A morte do ex-governador de
Pernambuco, o candidato à presidência Eduardo Campos, comoveu milhões de brasileiros.
Além de adorado por grande parte da população de seu estado, o neto de Miguel
Arraes era a esperança de alguns eleitores, o nome da vez para a tal “renovação
na política” (não sei se filho/ neto de peixe é, além de peixinho, renovação. Mas não vem ao caso). E, independente de quem
seja, a interrupção abrupta de uma vida é sempre merecedora de pesar.
Em contrapartida, causou
estranhamento a quantidade de selfies
(as fotos de si mesmo) tiradas durante o velório de Campos. Emblemática foi a
imagem de uma mulher, jovem, erguendo o celular, tombando a cabeça para o lado
e mobilizando a musculatura facial em um sorriso. Tudo, claro, com o caixão ao
fundo. Virou même.
O fenômeno das selfies tem uma justificativa
tecnológica: com celulares e tablets
é possível ao modelo ser também o fotógrafo, visualizando o enquadramento na
tela, arrumando o beicinho e, olha o passarinho!, tirar a foto. No passado,
sobretudo antes da era digital, apertava-se o botão e só quando era feita a
revelação do filme saberíamos se a foto ficou boa. Isso se não queimava. Aí, já
era, o momento histórico ficaria somente na memória.

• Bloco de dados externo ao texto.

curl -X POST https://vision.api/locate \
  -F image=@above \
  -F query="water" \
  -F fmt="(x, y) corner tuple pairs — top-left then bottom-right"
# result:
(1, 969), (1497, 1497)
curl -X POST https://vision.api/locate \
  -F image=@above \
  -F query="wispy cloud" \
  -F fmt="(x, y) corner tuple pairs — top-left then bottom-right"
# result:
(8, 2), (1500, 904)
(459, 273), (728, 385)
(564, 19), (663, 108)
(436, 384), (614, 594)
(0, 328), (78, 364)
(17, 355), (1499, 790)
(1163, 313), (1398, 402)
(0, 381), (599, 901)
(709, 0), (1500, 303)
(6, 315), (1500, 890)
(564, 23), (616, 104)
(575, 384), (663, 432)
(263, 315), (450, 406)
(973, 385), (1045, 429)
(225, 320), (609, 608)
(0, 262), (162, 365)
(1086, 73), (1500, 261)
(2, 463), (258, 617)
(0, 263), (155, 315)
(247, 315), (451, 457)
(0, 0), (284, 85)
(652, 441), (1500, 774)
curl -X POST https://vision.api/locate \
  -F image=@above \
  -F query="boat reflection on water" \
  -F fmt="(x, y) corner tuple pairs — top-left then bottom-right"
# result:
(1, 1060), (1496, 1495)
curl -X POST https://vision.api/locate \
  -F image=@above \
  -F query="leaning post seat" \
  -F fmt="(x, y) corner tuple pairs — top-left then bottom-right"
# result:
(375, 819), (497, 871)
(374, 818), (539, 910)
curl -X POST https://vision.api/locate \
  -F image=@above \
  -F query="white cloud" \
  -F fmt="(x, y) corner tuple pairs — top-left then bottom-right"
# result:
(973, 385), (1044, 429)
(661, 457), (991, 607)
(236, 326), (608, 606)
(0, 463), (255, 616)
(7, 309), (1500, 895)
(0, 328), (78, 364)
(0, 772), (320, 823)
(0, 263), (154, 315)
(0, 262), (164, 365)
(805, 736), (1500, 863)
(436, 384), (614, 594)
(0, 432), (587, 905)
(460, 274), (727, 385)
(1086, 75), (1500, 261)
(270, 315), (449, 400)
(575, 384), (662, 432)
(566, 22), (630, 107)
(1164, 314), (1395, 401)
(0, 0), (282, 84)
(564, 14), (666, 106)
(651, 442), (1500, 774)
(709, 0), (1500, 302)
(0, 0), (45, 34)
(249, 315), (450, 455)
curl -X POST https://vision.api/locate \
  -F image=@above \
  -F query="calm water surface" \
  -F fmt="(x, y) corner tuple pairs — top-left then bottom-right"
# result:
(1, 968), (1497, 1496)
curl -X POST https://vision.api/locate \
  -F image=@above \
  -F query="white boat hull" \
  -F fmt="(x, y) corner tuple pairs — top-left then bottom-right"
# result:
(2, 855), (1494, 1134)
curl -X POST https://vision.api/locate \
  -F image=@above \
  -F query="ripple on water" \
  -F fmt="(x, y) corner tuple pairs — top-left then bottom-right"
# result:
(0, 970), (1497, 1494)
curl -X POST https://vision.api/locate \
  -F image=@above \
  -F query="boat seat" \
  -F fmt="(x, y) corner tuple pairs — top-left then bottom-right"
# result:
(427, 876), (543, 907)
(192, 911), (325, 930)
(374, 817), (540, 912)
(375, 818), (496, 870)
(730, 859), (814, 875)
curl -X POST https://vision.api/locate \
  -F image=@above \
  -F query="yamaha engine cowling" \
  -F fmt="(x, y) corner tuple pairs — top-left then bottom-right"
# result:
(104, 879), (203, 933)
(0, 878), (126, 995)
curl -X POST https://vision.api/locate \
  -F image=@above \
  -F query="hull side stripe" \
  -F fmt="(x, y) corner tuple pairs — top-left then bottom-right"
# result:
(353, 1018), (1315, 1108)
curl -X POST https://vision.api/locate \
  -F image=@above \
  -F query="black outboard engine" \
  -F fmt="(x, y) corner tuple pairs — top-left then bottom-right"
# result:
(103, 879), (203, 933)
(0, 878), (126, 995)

Há, porém, mais por trás das selfies do que só tecnologia. É a reinvenção
do mito de Narciso. Na mitologia grega, o jovem se apaixonou pela própria imagem
refletida na água de uma fonte e morreu se contemplando. No século XXI, ele
tiraria uma foto no celular e já compartilharia no Instagram, com alguns filtros para ficar mais bonito/ estiloso, e
ficaria se admirando em casa, enquanto os amigos lhe dão “like”. (E eu já tratei do tema aqui )
A cultura da selfie diz mais ou menos assim: “é
preciso registrar tudo. Mas não só registrar, ME registrar, também. E quem
melhor para ME registrar do que EU mesmo?” É muito autoamor, muita autodevoção.
Narciso curtiu.
Com tanto amor próprio que as
pessoas acabam perdendo a noção do que está acontecendo ao redor. Esquecem que
há um mundo bem mais complexo do que a timeline
do Facebook. Pouco importa se tem
sete mortos e suas famílias ou se um furacão devastou Nova York (não foi selfie, mas a Nana Gouveia também já
aprontou com o bom senso, lembram?). No mundo da selfie o outro é
importante, sim, na medida em que gera “likes”,
compartilhamentos ou comentários como “lindos! amuuu” e por aí vai.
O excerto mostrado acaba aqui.